Skin-to-skin contact can promote strong bonds between mothers and babies and research shows that babies who have had the benefit of skin-to-skin breastfeed better. The American Academy of Paediatrics recommends that all mothers who want to breastfeed spend time skin-to-skin right after birth with their baby.

Quality time is important for mothers and their new-borns, especially during those magical moments after birth. The first hour after birth when a mother has uninterrupted skin-to-skin contact with her new-born is referred to as the “golden hour.” This period of time is an integral factor in a mother’s breastfeeding journey if she chooses to do so.
FAQ 2 : What is Colostrum? why is it less in volume
Colostrum is the first milk mother produces and is the ideal nourishment for a newborn. It’s highly concentrated, full of protein and nutrient-dense – so it’s perfect for your baby’s tiny tummy. It’s also low in fat, easy to digest, and brimming with components that are crucial in building their immune system.

It looks thicker and more yellow than mature milk and its composition is tailored to your newborn’s specific needs. The purpose of colostrum is to provide low-volume milk that helps the newborn as they learn to regulate the suck, swallow, and breathe cycle during feeds. Colostrum has an important role in providing immunity as well as nutrition to the newborn and helps in establishing a healthy gut microbiome which can have long-term, beneficial effects.

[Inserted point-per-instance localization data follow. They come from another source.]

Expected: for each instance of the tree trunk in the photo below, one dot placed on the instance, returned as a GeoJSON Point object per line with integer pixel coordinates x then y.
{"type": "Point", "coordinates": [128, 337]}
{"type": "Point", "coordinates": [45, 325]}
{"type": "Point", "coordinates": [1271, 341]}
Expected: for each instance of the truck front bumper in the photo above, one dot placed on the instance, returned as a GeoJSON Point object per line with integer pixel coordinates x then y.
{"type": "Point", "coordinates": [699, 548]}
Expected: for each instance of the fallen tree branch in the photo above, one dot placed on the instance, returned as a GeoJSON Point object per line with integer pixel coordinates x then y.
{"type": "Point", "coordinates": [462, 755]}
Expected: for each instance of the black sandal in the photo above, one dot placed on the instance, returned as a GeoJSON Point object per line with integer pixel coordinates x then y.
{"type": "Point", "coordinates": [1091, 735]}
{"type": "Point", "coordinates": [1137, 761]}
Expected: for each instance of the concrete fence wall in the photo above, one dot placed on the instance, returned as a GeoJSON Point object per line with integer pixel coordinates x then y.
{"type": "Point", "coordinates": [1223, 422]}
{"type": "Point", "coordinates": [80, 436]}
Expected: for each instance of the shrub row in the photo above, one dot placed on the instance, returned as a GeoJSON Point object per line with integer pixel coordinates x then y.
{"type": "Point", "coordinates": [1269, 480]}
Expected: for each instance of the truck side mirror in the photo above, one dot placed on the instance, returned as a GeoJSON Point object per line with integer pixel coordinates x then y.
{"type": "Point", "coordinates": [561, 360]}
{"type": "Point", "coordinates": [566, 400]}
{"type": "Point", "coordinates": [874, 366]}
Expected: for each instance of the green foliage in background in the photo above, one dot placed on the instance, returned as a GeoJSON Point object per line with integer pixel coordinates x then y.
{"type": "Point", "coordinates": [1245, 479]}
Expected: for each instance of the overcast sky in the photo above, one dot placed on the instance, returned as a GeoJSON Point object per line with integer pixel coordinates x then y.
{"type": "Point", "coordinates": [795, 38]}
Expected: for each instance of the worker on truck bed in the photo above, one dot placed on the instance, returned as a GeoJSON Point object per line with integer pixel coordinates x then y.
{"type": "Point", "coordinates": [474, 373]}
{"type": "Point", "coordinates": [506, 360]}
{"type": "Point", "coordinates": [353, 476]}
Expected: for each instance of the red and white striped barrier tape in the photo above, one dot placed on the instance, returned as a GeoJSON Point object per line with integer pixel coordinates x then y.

  • Colostrum is high in carbohydrates, high in protein, high in antibodies, and low in fat (as human newborns may find fat difficult to digest).
  • Newborns have very small digestive systems, and colostrum delivers its nutrients in a very concentrated low-volume form.

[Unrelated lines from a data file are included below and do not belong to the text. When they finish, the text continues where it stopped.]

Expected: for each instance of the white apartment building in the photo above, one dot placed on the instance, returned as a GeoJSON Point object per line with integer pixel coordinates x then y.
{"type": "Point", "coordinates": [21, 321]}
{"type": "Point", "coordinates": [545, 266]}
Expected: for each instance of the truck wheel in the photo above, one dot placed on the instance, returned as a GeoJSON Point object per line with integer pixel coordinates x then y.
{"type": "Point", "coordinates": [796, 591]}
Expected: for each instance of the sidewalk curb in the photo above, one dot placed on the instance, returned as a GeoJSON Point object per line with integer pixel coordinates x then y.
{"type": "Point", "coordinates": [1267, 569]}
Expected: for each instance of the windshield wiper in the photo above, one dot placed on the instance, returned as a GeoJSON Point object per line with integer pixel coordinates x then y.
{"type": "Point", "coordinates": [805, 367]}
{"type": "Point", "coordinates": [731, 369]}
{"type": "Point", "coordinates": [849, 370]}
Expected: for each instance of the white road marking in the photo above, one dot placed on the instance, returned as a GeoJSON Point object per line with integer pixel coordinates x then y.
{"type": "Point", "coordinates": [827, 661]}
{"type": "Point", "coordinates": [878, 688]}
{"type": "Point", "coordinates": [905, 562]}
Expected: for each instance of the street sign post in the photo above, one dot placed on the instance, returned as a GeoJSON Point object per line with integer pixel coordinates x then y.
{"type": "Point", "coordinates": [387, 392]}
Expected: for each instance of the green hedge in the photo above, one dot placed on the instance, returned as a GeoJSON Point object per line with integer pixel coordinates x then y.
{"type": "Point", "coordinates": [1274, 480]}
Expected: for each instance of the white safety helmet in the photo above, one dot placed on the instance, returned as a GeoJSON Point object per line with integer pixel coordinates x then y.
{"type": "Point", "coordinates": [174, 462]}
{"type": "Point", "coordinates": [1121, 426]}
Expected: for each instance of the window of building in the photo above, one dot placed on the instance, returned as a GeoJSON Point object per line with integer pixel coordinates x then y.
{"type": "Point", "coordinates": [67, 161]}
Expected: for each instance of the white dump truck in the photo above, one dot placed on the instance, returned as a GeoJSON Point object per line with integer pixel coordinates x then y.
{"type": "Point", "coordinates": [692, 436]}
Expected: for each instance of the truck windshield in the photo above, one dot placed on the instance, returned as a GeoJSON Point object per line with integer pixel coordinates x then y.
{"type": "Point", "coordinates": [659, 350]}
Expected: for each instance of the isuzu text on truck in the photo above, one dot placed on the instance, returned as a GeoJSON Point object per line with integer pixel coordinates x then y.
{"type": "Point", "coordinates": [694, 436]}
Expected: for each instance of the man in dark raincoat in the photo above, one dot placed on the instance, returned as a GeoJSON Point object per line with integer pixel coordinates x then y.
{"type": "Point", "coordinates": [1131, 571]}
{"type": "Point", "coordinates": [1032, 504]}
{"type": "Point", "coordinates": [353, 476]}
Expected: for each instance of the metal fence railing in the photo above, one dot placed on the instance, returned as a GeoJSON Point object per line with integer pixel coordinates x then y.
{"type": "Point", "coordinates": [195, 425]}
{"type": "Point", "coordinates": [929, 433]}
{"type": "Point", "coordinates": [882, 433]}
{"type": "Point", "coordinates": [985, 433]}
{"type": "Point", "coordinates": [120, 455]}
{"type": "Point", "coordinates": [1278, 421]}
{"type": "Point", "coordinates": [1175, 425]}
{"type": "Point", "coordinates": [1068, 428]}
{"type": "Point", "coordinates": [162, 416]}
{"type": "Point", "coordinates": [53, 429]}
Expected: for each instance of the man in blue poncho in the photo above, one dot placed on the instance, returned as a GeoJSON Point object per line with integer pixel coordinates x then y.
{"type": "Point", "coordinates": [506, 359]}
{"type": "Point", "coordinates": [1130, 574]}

  • It has a mild laxative effect, encouraging the passing of the baby’s first stool, which is called meconium.
  • This clears excess bilirubin, a waste product of dead red blood cells which is produced in large quantities at birth due to blood volume reduction, from the infant’s body and helps prevent jaundice.
  • Colostrum contains large numbers of antibodies called “secretory immunoglobulin” (IgA) that help protect the mucous membranes in the throat, lungs, and intestines of the infant.
  • Leukocytes are also present in large numbers; these begin protecting the infant from harmful viruses and bacteria.
  • Ingesting colostrum establishes beneficial bacteria in the digestive tract.
  • Premature babies tend to fare better on human colostrum than commercial infant formulas.
  • Human milk contains special components, called growth modulators, that help the premature baby’s digestive system adjust to oral feedings.